By: Xxxxxxx Xxxxx Barney Inc.
By:
-------------------------------------
Name:
Title:
By: Credit Suisse First Boston
Corporation
By:
-------------------------------------
Name:
Title:
For themselves and the other
several Underwriters named in
Schedule I to the foregoing Agreement.
SCHEDULE I
----------
Number of Underwritten
Underwriters Securities to be Purchased
------------ --------------------------
Xxxxxxx Xxxxx Xxxxxx Inc.
Credit Suisse First Boston Corporation
U.S. Bancorp Xxxxx Xxxxxxx Inc.
------------
Total..............................
============
[Form of Lock-Up Agreement] EXHIBIT A
[Letterhead of stockholder of
Unilab Corporation]
Unilab Corporation
------------------
Public Offering of Common Stock
-------------------------------
, 2001
Xxxxxxx Xxxxx Xxxxxx Inc.
Credit Suisse First Boston Corporation
As Representatives of the
several Underwriters,
c/o Xxxxxxx Xxxxx Barney Inc.
000 Xxxxxxxxx Xxxxxx
Xxx Xxxx, Xxx Xxxx 00000
Ladies and Gentlemen:
This letter is being delivered to you in connection with the proposed
Underwriting Agreement (the "Underwriting Agreement"), among Unilab Corporation,
a Delaware corporation (the "Company"), and each of you as representatives of a
group of Underwriters named therein, relating to an underwritten public offering
of Common Stock, $.01 par value (the "Common Stock"), of the Company.

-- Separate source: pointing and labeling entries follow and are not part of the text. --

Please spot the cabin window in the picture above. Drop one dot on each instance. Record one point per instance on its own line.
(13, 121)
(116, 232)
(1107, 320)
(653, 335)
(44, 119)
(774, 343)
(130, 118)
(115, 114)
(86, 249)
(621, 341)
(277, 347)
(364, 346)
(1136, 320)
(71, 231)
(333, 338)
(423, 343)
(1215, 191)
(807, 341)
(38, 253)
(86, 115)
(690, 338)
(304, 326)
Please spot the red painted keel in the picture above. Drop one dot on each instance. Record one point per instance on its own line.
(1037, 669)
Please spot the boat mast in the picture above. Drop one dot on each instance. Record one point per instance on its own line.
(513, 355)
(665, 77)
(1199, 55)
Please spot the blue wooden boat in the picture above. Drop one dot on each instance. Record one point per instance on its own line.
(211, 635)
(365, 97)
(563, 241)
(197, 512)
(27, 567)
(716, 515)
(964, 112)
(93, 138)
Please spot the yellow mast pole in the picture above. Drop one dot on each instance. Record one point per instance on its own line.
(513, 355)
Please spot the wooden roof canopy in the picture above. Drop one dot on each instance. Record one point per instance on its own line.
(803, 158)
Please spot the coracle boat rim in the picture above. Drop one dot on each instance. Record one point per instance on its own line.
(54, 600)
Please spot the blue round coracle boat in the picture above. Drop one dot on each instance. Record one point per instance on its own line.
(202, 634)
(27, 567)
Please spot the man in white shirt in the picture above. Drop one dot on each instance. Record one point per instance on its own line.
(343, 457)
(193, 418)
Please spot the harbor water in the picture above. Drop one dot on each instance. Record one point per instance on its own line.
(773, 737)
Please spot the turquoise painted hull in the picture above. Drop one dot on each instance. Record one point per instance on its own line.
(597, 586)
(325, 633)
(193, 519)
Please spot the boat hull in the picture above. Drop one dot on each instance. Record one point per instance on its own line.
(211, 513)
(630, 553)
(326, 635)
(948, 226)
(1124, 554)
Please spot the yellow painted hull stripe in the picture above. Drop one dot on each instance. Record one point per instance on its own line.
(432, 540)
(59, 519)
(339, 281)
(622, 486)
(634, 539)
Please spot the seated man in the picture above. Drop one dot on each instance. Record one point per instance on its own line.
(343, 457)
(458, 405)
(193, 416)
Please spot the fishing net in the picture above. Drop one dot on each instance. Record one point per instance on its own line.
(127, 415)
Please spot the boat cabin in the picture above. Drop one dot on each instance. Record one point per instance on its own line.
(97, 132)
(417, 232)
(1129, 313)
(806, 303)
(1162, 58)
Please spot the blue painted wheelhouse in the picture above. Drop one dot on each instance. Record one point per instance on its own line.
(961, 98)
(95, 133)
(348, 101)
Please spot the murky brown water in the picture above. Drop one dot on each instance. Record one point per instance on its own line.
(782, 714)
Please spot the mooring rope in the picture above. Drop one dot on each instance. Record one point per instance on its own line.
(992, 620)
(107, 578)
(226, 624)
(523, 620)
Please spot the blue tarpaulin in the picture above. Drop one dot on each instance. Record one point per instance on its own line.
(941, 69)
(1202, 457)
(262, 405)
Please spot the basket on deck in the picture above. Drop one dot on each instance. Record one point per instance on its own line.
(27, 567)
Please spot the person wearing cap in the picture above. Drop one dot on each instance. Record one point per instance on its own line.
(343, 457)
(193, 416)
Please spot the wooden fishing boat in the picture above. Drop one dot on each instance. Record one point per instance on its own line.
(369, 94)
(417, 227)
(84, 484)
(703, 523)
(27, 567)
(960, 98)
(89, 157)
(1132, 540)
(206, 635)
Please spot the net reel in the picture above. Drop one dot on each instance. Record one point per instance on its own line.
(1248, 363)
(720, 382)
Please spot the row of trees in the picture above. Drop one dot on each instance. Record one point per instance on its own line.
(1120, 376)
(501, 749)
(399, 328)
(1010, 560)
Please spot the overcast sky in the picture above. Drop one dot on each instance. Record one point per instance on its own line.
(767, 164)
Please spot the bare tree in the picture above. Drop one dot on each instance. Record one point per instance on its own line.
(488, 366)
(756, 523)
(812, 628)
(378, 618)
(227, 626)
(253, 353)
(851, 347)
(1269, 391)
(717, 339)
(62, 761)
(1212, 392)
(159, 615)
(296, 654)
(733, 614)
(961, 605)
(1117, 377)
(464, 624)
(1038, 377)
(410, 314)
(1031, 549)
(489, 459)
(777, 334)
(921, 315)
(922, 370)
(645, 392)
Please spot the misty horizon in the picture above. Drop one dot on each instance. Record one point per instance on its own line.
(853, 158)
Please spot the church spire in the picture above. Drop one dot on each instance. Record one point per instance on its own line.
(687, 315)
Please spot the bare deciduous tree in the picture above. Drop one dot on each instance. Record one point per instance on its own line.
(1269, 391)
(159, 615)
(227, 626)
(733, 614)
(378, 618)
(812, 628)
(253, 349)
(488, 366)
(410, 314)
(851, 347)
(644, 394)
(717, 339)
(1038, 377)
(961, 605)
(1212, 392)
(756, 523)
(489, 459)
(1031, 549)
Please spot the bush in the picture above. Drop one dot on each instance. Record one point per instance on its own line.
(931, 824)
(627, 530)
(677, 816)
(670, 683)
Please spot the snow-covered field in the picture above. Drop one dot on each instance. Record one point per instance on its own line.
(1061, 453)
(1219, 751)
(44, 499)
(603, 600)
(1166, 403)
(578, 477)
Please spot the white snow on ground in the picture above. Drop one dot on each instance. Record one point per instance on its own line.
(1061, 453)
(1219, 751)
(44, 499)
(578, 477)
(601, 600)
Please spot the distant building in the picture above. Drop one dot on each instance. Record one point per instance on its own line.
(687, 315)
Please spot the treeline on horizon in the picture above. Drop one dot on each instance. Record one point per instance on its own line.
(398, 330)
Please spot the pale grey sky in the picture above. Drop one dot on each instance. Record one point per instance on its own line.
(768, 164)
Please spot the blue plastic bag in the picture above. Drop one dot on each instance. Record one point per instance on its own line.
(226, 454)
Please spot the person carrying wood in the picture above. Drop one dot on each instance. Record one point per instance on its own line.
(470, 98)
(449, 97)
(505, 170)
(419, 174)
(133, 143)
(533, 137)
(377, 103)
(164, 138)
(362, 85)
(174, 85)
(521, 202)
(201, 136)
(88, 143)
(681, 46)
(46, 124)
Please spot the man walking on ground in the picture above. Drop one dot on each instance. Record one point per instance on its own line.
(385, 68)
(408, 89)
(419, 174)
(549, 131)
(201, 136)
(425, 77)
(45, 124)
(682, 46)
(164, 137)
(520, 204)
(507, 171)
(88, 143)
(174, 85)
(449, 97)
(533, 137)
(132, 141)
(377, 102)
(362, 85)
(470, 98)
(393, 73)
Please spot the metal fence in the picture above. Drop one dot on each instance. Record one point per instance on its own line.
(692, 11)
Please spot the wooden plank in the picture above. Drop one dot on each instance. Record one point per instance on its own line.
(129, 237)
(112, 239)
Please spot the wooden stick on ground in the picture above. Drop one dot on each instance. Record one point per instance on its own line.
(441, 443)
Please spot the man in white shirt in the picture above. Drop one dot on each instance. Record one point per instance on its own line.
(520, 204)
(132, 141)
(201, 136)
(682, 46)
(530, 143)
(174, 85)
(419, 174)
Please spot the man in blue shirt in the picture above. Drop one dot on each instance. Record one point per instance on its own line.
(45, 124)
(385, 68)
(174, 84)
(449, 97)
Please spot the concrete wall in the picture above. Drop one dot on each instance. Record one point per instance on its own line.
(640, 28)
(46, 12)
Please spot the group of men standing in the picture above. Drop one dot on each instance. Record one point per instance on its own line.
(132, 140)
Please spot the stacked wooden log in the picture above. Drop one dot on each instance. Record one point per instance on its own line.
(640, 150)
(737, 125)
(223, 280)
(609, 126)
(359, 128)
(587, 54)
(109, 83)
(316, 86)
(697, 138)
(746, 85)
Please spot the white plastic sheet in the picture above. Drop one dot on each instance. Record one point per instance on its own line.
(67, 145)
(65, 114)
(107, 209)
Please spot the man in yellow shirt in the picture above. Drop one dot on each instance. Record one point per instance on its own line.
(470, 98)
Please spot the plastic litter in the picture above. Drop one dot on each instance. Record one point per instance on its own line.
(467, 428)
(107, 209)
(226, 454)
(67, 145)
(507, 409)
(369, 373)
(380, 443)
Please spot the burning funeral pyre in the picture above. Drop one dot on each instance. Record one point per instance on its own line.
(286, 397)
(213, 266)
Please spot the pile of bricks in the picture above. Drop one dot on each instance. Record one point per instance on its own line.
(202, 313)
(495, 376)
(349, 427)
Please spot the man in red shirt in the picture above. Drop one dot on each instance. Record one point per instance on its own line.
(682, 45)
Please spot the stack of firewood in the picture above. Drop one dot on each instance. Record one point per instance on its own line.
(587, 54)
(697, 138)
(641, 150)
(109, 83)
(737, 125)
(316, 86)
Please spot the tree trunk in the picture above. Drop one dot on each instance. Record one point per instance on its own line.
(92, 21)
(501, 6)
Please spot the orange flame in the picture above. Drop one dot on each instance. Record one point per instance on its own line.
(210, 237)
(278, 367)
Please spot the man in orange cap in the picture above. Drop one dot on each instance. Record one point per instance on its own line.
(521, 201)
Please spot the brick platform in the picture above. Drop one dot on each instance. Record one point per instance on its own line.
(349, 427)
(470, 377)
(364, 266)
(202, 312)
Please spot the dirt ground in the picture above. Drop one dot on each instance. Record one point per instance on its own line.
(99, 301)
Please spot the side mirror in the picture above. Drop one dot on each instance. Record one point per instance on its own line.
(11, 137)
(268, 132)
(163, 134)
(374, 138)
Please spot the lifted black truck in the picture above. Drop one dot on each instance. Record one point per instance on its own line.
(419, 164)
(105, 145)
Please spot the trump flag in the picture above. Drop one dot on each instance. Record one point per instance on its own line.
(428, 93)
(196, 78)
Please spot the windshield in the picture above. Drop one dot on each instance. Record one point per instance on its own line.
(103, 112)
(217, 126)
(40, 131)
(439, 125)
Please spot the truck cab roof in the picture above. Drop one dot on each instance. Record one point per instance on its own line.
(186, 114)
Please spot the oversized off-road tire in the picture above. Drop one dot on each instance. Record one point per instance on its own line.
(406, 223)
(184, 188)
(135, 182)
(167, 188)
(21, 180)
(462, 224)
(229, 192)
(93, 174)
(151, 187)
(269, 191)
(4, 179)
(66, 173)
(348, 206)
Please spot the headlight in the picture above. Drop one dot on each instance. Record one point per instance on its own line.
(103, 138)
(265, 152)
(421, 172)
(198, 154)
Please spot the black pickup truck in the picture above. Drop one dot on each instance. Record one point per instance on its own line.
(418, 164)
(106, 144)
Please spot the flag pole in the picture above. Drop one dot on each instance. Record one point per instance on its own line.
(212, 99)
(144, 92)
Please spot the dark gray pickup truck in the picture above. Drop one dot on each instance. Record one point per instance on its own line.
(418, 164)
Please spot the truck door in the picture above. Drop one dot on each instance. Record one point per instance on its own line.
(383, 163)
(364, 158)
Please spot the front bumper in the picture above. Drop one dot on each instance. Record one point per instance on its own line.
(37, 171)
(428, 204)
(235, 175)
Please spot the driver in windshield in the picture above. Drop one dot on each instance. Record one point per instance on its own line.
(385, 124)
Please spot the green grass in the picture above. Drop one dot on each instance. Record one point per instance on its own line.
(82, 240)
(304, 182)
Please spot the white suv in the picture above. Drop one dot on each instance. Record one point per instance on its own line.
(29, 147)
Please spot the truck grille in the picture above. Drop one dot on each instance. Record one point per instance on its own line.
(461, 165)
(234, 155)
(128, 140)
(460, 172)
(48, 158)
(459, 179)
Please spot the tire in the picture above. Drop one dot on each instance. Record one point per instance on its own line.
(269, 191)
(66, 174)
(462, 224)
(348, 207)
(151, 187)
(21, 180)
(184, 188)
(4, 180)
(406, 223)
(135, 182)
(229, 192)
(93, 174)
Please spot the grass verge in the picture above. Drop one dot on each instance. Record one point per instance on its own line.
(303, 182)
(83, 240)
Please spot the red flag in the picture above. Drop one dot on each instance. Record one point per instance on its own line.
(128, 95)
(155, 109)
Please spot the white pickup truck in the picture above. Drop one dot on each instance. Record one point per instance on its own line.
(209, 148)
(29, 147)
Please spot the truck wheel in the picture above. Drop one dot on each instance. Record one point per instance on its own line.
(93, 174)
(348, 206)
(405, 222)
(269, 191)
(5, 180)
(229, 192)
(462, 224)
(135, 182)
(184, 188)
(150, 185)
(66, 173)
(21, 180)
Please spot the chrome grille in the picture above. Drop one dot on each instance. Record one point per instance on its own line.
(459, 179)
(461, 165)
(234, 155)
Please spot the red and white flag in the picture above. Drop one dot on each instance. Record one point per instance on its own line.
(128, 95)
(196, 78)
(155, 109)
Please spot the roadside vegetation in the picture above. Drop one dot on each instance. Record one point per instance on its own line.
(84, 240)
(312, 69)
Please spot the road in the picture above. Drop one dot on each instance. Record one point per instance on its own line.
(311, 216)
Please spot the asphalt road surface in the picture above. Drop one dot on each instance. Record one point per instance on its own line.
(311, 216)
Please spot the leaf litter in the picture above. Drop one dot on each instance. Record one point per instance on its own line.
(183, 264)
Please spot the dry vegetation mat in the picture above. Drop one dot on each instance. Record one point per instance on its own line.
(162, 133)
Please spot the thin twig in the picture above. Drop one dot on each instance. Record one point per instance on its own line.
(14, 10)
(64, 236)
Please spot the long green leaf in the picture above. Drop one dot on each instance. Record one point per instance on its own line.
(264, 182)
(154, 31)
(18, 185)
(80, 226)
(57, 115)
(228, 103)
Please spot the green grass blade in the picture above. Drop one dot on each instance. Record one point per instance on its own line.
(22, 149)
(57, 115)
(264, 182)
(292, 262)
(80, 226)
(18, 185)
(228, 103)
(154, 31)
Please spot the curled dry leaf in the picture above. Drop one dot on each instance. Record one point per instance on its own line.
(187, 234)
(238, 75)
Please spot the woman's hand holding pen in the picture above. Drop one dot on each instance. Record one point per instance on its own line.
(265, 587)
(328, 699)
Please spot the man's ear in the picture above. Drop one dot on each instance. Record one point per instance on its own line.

In order to induce you and the other Underwriters to enter into the
Underwriting Agreement, the undersigned will not, without the prior written
consent of Xxxxxxx Xxxxx Xxxxxx Inc. and Credit Suisse First Boston Corporation,
offer, sell, contract to sell, pledge or otherwise dispose of, (or enter into
any transaction which is designed to, or might reasonably be expected to, result
in the disposition (whether by actual disposition or effective economic
disposition due to cash settlement or otherwise) by the undersigned or any
affiliate of the undersigned or any person in privity with the undersigned or
any affiliate of the undersigned), directly or indirectly, including the filing
(or participation in the filing) of a registration statement with the Securities
and Exchange Commission in respect of, or establish or increase a put equivalent
position or liquidate or decrease a call equivalent position within the meaning
of Section 16 of the Securities Exchange Act of 1934, as amended, and the rules
and regulations of the Securities and Exchange Commission promulgated thereunder
with respect to, any shares of capital
2
stock of the Company or any securities convertible into, or exercisable or
exchangeable for such capital stock, or publicly announce an intention to effect
any such transaction, for a period of 180 days after the date of the
Underwriting Agreement, other than shares of Common Stock disposed of as bona
fide gifts approved by Xxxxxxx Xxxxx Barney Inc. and Credit Suisse First Boston
Corporation.
If for any reason the Underwriting Agreement shall be terminated prior
to the Closing Date (as defined in the Underwriting Agreement), the agreement
set forth above shall likewise be terminated.